The Room (2003)
I can tell you that Tommy Wiseau's The Room is the biggest cult film going today, and it can still be found in theatres and college campuses around the country. It also takes the Rocky Horror torch with devoted fans that arrive at midnight screenings dressed as various characters and bringing props. For me, though, I can't imagine sitting through it a second time, let alone the dozens of viewings many are already claiming.
The Room is one of those bad movies that is nearly impossible to describe into words the experience of watching it. It's so far beyond incompetent, that about all I can do is try to describe the events as they happen, such as they are.
Tommy Wiseau not only directed The Room, but he wrote, produced and stars in it as well. As the movie opens, Wiseau arrives at his apartment that he shares with his fiancee Juliette Danielle. He has bought her a nightie and they go up to their bedroom for sex. Sex is briefly interrupted by teen neighbor Philip Haldiman, who "likes to watch", but he is sent on his way and our lovers proceed to screw for about 5 full minutes while a very dreadful smooth soul tune blares on the soundtrack and the ever-moving camera spins around the bed filming through gauzy sheets. This is followed by another sex scene between Danielle and Greg Sestero, who plays Wiseau's "best friend" (we know this because it is mentioned about a thousand times), which is shot on the stairwell....cue another dreadful song and spinning camera. And then this is followed by a THIRD sex scene between Danielle and Wiseau which is essentially like the first. So, what's the plot? Danielle doesn't love Wiseau anymore and wants to be with Sestero. Excitement.
But The Room is less about story and more about incompetence in every department. The screenplay? Laughable. Just about every scene begins with someone opening the front door followed by "Hi,____", "Oh, Hi_____" Every character in the movie talks about how wonderful Wiseau is and that Danielle shouldn't dump him ("But I don't love him" is also repeated about a thousand times). Carolyn Minnot plays Danielle's mother who warns her daughter that "Marriage doesn't have anything to do with love" and "I haven't been happy since my first marriage", then she casually mentions she's dying of breast cancer, but like every other plot point it's forgotten about in record time. Also disregarded is Haldiman's drug problem; he's assaulted by a criminal on the roof of their apartment building, but is saved from injury when EVERY SINGLE CHARACTER suddenly bursts through the door to stop him (Is Haldiman a dealer? A user? we never know). It's mentioned that Haldiman has been sort of adopted by Wiseau, who pays his rent and is going to pay for his tuition regardless of the fact that his job consists of "doing deals" at a bank. Wiseau should hold off on the tuition because, as written, Haldiman comes off as if his character is either brain-damaged or emotionally stunted at the age of 11. He constantly wants to "play football" that consists of standing about three feet away from others and tossing a ball (and yes, at one point someone does get injured).
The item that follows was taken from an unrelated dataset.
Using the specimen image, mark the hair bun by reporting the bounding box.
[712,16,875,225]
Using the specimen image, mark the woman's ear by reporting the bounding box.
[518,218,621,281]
One "football game" has Wiseau, Sestero, Haldiman and another character standing in an alley and tossing the ball while wearing tuxedos. Why? Wedding photos, despite the many times we're told the wedding is months away. Anyway, Wiseau finds out about Danielle and Sestero and then screams and wrecks his bedroom before eating a bullet.
The insanity described above doesn't even scratch the surface of the ineptitude on display in The Room. The acting by all involved is wretched beyond belief, the worst being the deeply creepy and unappealing Wiseau himself who punctuates almost every line with a bizarre, unsettling chuckle (not to mention his strange, undefined accent). All the characters just enter a room, stiffly deliver the awful dialogue, and then exit. With the exception of the dizzying sex scenes, the camerawork is also embalmed. And the score consists of musical cues that even soap operas would find overwrought
And there is still more. But there's just not enough space here to go into it all. You'll just have to experience The Room for yourself to really appreciate how horrific an independent ego-trip could be.